Репортажи | страница 44
— Мы хотели содрать шкуру с гука,— рассказывал мне солдат.— Ну, он, конечно, мертвый был, но тут приходит лейтенант и говорит: «Сдурели совсем? Здесь журналист шляется, хотите, чтоб он на вас нарвался? Головой думать надо, ясно? Всему есть время и место».
— Жаль, вас не было с нами на прошлой неделе,— сказал другой солдат, когда мы возращались с операции, не сумев войти в соприкосновение с противником.— Столько гуков перебили, даже неинтересно.
Неужели это возможно — быть там и не испытывать ни малейших угрызений? Нет, невозможно. Просто никак. Я знаю, я же был не один такой. Где все они сейчас? (А я где сейчас?) Я был настолько к ним близок, насколько можно быть близким, не становясь одним из них. И настолько от них далек, насколько позволяли пределы планеты. Одним лишь словом «отвращение» не выразить того, то они у меня вызывали. Они выбрасывали людей из вертолетов, травили связанных пленников собаками. Слово «жестокость» раньше просто было для меня словом. Но «презрение» — всего лишь одна из красок в картине мироздания, где другие краски — доброта и милосердие. Я думаю, что те, кто говорил, что оплакивают одних лишь вьетнамцев, на самом деле не оплакивали никого, если у них не нашлось ни слезинки хотя бы для одного из этих мужчин и юнцов, у которых были отобраны или исковерканы жизни.
И разумеется, мы с ними были свои люди. Я объясню вам, насколько свои: они служили моей винтовкой, и служили с моего позволения. Я никогда не позволял им рыть за меня окопы или таскать мое снаряжение, хотя солдаты всегда предлагали, но я позволял им стрелять, пока я смотрел. Может, ради них, а может, и нет. Мы обеспечивали друг друга взаимными услугами, и обмен совершался исправно, но как-то раз я оказался не на своем месте: залег за ограждением из мешков с песком на аэродроме в Канто, прикрывая огнем из автомата пытавшуюся пробиться обратно к нам группу из четырех человек, посланную прощупать намерения противника. Последняя моя история о войне.

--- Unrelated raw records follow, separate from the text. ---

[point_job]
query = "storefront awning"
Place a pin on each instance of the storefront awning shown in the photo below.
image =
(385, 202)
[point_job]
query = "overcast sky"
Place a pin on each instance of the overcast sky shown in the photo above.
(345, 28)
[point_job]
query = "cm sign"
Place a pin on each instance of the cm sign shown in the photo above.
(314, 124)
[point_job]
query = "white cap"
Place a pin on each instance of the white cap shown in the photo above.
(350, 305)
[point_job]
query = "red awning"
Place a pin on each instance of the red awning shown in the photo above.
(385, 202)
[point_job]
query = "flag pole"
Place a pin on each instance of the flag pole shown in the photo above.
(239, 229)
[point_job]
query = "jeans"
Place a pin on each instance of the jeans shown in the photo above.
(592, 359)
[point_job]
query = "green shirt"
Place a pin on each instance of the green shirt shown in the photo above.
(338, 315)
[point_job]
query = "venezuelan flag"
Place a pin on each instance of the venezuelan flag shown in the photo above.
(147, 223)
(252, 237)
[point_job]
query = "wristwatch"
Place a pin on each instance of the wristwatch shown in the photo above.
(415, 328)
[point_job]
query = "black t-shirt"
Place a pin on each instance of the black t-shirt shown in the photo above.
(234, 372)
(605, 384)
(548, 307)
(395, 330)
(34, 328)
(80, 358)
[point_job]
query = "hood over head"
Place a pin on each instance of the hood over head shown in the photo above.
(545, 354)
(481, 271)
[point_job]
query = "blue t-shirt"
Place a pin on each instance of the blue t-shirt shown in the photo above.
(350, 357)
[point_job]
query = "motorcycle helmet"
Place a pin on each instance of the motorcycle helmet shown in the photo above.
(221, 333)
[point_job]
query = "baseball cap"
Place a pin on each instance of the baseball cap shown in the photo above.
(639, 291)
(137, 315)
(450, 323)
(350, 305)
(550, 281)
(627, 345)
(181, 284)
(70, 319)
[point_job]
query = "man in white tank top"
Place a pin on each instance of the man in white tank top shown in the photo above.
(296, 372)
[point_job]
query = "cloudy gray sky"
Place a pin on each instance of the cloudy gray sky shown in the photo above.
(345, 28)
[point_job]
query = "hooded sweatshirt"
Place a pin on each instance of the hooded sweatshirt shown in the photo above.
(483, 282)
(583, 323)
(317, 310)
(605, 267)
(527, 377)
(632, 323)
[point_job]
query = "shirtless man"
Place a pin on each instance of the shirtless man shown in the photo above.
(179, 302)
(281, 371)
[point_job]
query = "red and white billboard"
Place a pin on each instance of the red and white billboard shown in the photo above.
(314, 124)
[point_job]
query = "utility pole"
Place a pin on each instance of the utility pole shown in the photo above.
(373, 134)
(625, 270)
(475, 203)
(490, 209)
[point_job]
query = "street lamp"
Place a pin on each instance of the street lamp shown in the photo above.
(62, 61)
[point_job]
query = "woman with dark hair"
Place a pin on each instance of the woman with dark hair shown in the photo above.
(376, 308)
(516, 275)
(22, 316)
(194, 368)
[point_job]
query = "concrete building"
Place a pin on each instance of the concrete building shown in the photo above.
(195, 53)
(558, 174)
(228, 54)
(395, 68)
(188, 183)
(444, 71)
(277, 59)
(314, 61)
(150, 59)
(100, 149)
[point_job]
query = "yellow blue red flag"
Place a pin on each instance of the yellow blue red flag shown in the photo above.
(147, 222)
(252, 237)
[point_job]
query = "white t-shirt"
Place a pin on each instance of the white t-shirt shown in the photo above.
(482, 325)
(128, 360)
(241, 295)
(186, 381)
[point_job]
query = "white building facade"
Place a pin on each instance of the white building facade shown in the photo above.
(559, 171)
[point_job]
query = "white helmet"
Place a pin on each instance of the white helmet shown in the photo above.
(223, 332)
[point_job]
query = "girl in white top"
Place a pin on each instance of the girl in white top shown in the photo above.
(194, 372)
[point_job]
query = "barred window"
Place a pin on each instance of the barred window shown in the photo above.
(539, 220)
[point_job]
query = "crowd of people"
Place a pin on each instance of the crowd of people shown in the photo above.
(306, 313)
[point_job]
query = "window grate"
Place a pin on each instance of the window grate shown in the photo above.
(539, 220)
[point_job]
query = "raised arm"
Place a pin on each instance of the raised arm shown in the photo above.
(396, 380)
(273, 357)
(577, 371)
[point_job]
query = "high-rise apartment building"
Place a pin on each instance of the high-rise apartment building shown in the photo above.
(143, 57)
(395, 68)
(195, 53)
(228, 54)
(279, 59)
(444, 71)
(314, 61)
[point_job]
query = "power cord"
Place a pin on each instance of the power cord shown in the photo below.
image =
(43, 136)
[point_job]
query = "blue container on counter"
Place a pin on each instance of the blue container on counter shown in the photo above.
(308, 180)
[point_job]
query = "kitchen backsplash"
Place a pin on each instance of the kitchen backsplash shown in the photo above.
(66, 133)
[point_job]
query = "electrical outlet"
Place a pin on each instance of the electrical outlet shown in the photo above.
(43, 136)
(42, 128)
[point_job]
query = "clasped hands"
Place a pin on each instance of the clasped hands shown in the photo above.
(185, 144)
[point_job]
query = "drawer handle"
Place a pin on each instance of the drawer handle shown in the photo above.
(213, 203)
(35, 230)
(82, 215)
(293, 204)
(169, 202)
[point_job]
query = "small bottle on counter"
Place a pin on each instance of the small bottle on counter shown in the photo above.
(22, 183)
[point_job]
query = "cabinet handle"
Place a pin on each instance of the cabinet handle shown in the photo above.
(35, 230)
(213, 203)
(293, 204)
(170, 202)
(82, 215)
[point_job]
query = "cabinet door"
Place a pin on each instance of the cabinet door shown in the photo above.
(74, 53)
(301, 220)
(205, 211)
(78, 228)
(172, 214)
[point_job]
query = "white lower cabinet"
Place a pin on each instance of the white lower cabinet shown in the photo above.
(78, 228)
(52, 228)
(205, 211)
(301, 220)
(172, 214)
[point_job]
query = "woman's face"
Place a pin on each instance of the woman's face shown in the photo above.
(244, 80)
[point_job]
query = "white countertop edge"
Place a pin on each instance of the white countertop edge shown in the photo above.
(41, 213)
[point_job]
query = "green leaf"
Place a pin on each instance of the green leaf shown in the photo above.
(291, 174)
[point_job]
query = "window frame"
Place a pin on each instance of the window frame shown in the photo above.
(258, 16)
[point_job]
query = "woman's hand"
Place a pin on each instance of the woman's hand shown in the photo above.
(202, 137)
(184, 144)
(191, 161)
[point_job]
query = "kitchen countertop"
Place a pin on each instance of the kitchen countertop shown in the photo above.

Первая ночь наступления «Тэт» застала нас в лагере частей специального назначения, расположенном в Дельте. Насколько мы понимали, мы были окружены. Новости поступали только плохие: из Гуэ, из Квинон, из Кхесана, из Банметуота, из самого Сайгона. Мы думали в тот момент, что Сайгон уже пал: захвачены посольство, весь Шолон; горит Таншоннят, нас вышибли отовсюду, кроме Аламо>[28]. В тот момент я не был журналистом, я был стрелком.
Утром на поле — в направлении огня, который мы вели,— обнаружились трупы десятка вьетнамцев. Мы послали грузовик погрузить их и убрать. Произошло все очень быстро, как обычно об этом рассказывают, как рассказывает каждый, хоть раз побывавший в подобной переделке. Мы сидели, покуривая марихуану, прислушиваясь к взрывам, которые приняли за доносящийся из города новогодний фейерверк. А шум все приближался и приближался, пока дурман с нас не сняло как рукой. Потом оказалось, что ночь уже прошла и я гляжу на разбросанные вокруг меня расстрелянные обоймы, понимая, как трудно понять даже самого себя. За всю свою жизнь не припомню, чтобы когда-нибудь чувствовал себя таким усталым, таким изменившимся, таким счастливым.